Better Designed Clinical Trials Now
As a parent of a son with Duchenne I have been frustrated that the data presented to the FDA does not match the patient experience. I personally know so many patients who have been in recent clinical trials that are doing much better than expected and are seeing a slower progression of their disease than other patients who are not the experimental treatments.
The first clinical trials were designed years ago before we really understood the natural history of the disease. They were designed before industry had the necessary tools and knowledge of the patient population and have not been able to clearly demonstrate the separation between treated groups and the placebo arms. Almost two years ago, after a frustrating FDA workshop, Dr. Susan Ward was brainstorming with me and she literally wrote the model for a new way to apply statistical analysis to Duchenne natural history databases. She was sure that the reason the FDA was not seeing what parents and physicians were seeing was because of the variability of the progression of the disease in different patients.
To help solve this challenge, CureDuchenne helped pioneer the Collaborative Trajectory Analysis Project (cTAP), a public-private partnership that is the first of its kind in Duchenne. cTAP is a consortium that is unifying leaders in Duchenne muscular dystrophy research with leaders in health outcomes research, and teaming up with drug developers and nonprofit organizations to unleash the power of collaborative data science on clinical trial design, potentially helping the entire community to bring effective new therapies to patients more quickly.
CureDuchenne is proud to have provided leadership and seed money to help bring this vision to life and launch this innovative collaboration with Dr. Susan Ward and James Signorovitch from Analysis Group. We are grateful for clinicians, the registries, biotech and pharmaceutical companies coming together for the greater good of the Duchenne community. Dr. Michael Kelly, CureDuchenne’s Chief Scientific Advisor, helped champion cTAP and was instrumental in helping to form the collaboration.
cTAP is enabling leading clinical experts to solve the most critical problems in Duchenne drug development, now. Curating the largest and still growing natural history clinical database in the Duchenne community, cTAP develops solutions through the application of advanced data science at the requisite scale and urgency necessary to impact clinical trial design and analysis, near-term.
Two new research studies categorizing and predicting disease progression have recently been published by cTAP. Both studies have important implications for the design of effective clinical trials in Duchenne.

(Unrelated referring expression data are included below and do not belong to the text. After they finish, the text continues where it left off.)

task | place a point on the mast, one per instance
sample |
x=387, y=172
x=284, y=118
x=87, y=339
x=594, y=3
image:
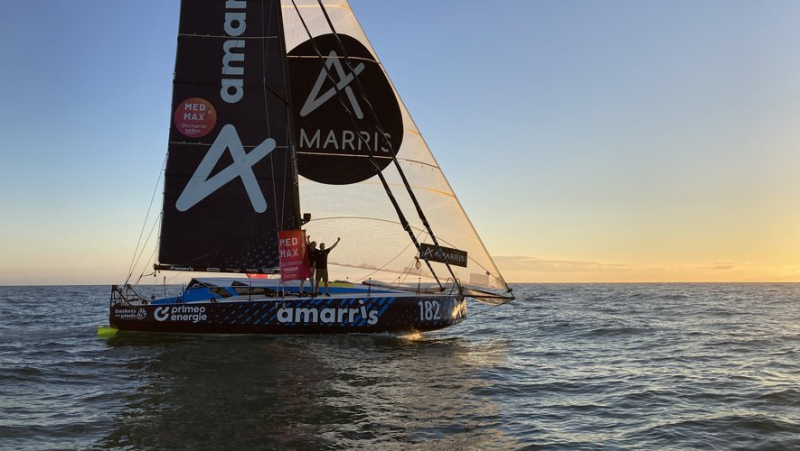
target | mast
x=290, y=120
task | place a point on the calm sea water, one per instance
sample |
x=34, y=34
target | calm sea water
x=564, y=367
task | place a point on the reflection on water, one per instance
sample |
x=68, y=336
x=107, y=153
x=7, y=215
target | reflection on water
x=338, y=392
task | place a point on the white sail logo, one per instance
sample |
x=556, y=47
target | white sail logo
x=201, y=186
x=315, y=100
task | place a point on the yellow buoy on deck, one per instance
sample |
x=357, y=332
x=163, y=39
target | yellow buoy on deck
x=106, y=331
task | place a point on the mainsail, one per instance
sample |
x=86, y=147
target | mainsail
x=230, y=184
x=349, y=121
x=277, y=101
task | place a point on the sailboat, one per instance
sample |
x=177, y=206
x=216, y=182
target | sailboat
x=286, y=129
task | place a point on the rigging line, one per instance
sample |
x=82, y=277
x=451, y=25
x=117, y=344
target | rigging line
x=264, y=53
x=152, y=256
x=155, y=223
x=390, y=261
x=363, y=93
x=340, y=94
x=289, y=126
x=147, y=216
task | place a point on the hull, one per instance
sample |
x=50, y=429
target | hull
x=358, y=313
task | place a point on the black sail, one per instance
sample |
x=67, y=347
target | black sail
x=230, y=184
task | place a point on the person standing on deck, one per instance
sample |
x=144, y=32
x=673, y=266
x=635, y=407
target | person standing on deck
x=311, y=251
x=322, y=266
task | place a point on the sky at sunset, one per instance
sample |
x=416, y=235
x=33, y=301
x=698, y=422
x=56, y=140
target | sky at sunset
x=589, y=141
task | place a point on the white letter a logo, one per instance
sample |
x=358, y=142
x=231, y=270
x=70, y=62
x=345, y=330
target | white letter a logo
x=201, y=186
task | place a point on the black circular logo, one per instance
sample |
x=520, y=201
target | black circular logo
x=335, y=132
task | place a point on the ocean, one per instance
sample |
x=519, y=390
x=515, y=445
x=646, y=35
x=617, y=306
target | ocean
x=650, y=366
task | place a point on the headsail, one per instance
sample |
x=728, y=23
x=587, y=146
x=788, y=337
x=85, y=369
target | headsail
x=341, y=146
x=230, y=184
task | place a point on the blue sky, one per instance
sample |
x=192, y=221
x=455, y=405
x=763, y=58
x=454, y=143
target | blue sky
x=587, y=140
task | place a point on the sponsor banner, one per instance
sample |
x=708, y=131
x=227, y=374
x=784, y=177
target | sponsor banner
x=131, y=313
x=181, y=313
x=445, y=255
x=294, y=255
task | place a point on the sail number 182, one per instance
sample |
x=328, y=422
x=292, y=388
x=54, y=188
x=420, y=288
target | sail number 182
x=429, y=310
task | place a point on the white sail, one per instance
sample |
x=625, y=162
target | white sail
x=374, y=245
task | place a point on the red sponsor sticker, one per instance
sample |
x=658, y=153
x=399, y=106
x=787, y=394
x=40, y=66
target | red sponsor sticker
x=294, y=255
x=195, y=117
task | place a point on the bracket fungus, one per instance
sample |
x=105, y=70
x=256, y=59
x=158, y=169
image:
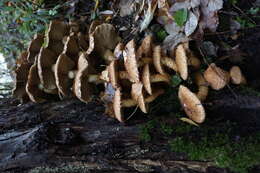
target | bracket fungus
x=191, y=104
x=216, y=77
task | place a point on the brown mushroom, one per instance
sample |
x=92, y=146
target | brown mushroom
x=181, y=61
x=130, y=62
x=191, y=104
x=236, y=76
x=216, y=77
x=202, y=86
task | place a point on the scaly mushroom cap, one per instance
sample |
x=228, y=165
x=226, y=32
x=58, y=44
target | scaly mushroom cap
x=236, y=75
x=32, y=87
x=146, y=79
x=137, y=95
x=202, y=86
x=117, y=105
x=34, y=47
x=105, y=37
x=62, y=68
x=216, y=77
x=118, y=52
x=82, y=89
x=191, y=104
x=181, y=61
x=157, y=59
x=131, y=62
x=71, y=47
x=57, y=30
x=46, y=60
x=145, y=48
x=21, y=75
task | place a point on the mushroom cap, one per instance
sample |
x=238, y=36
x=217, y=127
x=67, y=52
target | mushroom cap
x=145, y=48
x=57, y=30
x=117, y=105
x=82, y=88
x=34, y=47
x=216, y=77
x=236, y=75
x=32, y=87
x=105, y=37
x=21, y=75
x=181, y=61
x=130, y=61
x=46, y=60
x=191, y=104
x=137, y=95
x=146, y=79
x=157, y=59
x=63, y=66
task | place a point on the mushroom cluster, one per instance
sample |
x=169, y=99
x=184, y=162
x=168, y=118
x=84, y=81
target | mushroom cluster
x=69, y=61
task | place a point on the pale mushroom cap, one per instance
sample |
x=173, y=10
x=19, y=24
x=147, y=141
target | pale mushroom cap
x=82, y=89
x=146, y=79
x=63, y=66
x=137, y=95
x=32, y=87
x=157, y=59
x=236, y=75
x=191, y=104
x=216, y=77
x=117, y=105
x=181, y=61
x=130, y=61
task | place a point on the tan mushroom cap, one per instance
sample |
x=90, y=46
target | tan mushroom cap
x=105, y=38
x=46, y=60
x=82, y=88
x=57, y=30
x=181, y=61
x=157, y=59
x=191, y=104
x=21, y=75
x=146, y=79
x=137, y=95
x=32, y=87
x=145, y=48
x=236, y=76
x=130, y=61
x=62, y=68
x=216, y=77
x=34, y=47
x=202, y=86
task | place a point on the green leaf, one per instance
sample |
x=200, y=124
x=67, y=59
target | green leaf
x=181, y=16
x=175, y=80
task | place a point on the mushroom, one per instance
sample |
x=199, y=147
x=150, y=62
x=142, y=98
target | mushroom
x=34, y=47
x=145, y=48
x=34, y=88
x=191, y=104
x=130, y=62
x=202, y=86
x=21, y=74
x=45, y=62
x=83, y=87
x=181, y=61
x=236, y=76
x=216, y=77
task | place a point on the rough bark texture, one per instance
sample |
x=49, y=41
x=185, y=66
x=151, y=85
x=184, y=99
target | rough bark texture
x=77, y=137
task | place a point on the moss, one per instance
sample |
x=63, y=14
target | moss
x=237, y=155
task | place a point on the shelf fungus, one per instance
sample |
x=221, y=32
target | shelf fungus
x=191, y=104
x=236, y=76
x=216, y=77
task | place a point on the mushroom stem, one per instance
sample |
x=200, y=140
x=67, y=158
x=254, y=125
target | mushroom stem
x=72, y=74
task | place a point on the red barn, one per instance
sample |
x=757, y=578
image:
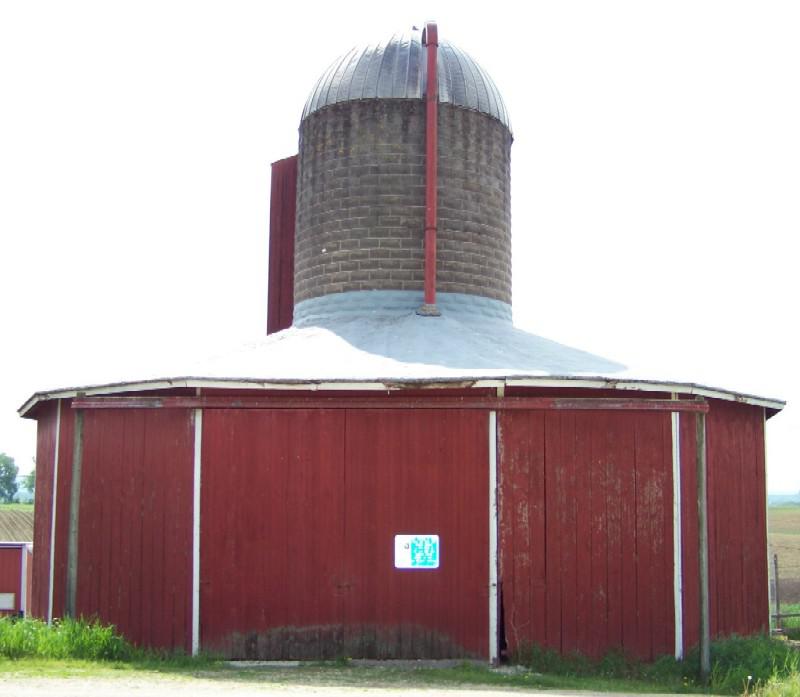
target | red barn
x=396, y=470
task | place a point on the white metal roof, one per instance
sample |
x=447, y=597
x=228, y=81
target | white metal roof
x=375, y=340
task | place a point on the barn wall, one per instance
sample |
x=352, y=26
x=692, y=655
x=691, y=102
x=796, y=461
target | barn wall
x=135, y=527
x=326, y=493
x=690, y=563
x=45, y=447
x=737, y=519
x=65, y=455
x=586, y=531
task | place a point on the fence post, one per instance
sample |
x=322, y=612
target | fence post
x=778, y=627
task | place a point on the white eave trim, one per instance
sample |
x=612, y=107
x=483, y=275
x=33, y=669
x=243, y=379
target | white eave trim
x=388, y=384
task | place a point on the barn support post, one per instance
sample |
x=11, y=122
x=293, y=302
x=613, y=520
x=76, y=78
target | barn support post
x=493, y=603
x=23, y=578
x=702, y=546
x=198, y=442
x=53, y=513
x=74, y=511
x=765, y=498
x=677, y=548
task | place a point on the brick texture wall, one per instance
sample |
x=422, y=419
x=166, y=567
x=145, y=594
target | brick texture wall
x=361, y=200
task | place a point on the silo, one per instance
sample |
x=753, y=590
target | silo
x=361, y=197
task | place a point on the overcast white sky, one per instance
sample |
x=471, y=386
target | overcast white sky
x=655, y=180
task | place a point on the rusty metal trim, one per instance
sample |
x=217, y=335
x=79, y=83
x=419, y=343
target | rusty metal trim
x=534, y=403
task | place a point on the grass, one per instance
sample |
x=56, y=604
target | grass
x=72, y=648
x=16, y=507
x=738, y=665
x=783, y=524
x=69, y=639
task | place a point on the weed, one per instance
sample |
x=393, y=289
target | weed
x=79, y=639
x=739, y=665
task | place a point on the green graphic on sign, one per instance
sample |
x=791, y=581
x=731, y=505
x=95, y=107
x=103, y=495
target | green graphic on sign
x=424, y=552
x=416, y=551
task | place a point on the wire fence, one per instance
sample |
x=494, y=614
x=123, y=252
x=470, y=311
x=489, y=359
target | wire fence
x=784, y=589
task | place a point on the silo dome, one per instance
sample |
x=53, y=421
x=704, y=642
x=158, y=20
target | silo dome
x=396, y=69
x=362, y=177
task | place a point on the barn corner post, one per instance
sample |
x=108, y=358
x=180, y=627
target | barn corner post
x=53, y=513
x=196, y=482
x=677, y=532
x=702, y=544
x=70, y=602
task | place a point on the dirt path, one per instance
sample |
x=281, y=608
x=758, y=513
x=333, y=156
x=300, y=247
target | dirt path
x=155, y=685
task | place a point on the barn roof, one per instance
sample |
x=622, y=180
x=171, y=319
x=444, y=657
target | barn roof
x=375, y=340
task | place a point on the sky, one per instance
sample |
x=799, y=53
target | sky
x=655, y=181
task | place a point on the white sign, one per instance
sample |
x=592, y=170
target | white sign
x=416, y=551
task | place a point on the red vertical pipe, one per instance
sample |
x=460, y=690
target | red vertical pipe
x=282, y=213
x=430, y=39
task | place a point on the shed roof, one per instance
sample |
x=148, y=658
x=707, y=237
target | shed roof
x=16, y=525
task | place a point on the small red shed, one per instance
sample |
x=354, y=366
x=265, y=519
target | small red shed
x=397, y=471
x=15, y=578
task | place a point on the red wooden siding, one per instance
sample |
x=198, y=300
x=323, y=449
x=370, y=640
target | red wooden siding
x=737, y=519
x=586, y=531
x=302, y=565
x=65, y=454
x=271, y=529
x=135, y=528
x=282, y=206
x=45, y=447
x=10, y=576
x=45, y=450
x=690, y=563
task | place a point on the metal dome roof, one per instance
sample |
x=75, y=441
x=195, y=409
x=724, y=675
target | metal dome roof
x=395, y=69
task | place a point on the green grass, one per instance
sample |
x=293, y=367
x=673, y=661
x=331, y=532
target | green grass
x=762, y=665
x=16, y=507
x=76, y=639
x=790, y=625
x=737, y=665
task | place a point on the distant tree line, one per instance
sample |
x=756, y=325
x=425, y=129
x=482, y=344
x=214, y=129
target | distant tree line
x=8, y=479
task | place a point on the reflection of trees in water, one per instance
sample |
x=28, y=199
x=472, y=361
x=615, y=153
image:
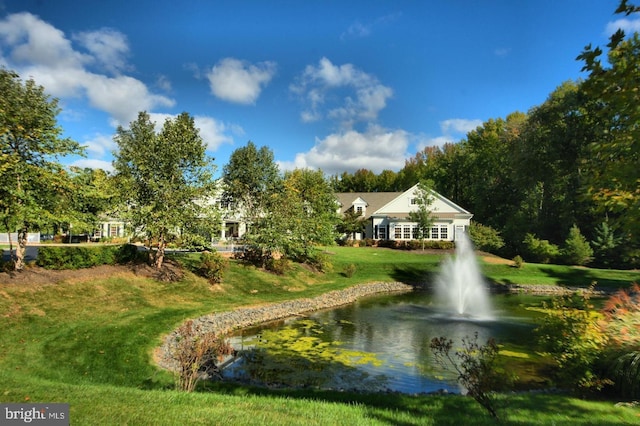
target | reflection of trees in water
x=388, y=335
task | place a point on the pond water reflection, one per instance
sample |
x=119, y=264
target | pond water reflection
x=377, y=344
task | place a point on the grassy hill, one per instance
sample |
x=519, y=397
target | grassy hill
x=88, y=338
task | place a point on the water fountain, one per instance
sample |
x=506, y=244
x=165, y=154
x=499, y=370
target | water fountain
x=460, y=287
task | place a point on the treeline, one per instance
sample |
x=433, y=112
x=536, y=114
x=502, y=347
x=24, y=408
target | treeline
x=572, y=162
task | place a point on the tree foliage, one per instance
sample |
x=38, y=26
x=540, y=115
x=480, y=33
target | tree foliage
x=33, y=183
x=476, y=367
x=167, y=179
x=576, y=250
x=251, y=179
x=613, y=182
x=422, y=216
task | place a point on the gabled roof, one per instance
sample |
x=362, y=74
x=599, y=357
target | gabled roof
x=374, y=200
x=397, y=204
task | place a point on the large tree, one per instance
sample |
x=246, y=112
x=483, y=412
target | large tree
x=167, y=179
x=615, y=150
x=296, y=218
x=32, y=181
x=422, y=214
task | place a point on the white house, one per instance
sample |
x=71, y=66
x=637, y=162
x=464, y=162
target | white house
x=387, y=215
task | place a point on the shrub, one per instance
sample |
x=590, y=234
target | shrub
x=485, y=238
x=212, y=266
x=197, y=354
x=622, y=324
x=387, y=243
x=518, y=262
x=570, y=333
x=476, y=367
x=321, y=261
x=278, y=266
x=370, y=242
x=576, y=250
x=73, y=257
x=130, y=253
x=541, y=251
x=606, y=245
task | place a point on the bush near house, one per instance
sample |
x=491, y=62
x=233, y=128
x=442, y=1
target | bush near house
x=74, y=257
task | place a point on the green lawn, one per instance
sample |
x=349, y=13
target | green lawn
x=91, y=343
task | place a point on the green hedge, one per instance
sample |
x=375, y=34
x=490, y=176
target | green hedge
x=74, y=257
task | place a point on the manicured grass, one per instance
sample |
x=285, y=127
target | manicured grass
x=91, y=343
x=559, y=275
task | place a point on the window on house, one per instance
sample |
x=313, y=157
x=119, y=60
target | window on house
x=434, y=232
x=444, y=232
x=382, y=233
x=398, y=232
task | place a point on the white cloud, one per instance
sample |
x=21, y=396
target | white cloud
x=502, y=51
x=107, y=47
x=356, y=30
x=93, y=164
x=100, y=144
x=238, y=81
x=30, y=40
x=365, y=96
x=453, y=130
x=376, y=149
x=213, y=132
x=459, y=125
x=625, y=24
x=360, y=30
x=164, y=83
x=36, y=49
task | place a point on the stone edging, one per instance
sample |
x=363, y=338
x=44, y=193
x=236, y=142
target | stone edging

Nathalie Goemans, Marleen vanden Hauwe, James Signorovitch, Elyse Swallow, Jinlin Song, for the Collaborative Trajectory Analysis Project (cTAP). PLoS One, 2016, 0164684
Categorizing natural history trajectories of ambulatory function measured by the 6-minute walk distance in patients with Duchenne muscular dystrophy.
Eugenio Mercuri, James Edward Signorovitch, Elyse Swallow, Jinlin Song, and Susan J. Ward for the Trajectory Analysis Project Collaboration (cTAP) and the DMD Italian group. Neuromuscular Disorders 26 (2016) 576–583
Knowing what good clinical trial design means to the patient community is what drew CureDuchenne to fund this first of its kind collaboration. We want clinical trials to be designed to show the results the regulators need to approve more drugs for the treatment of Duchenne. cTAP is helping to provide the necessary tools to help design the trials to help patients sooner.
We want to change the history of this disease. And, at CureDuchenne, we know we need to innovate to find more effective tools, therapies and care for all of those affected with Duchenne.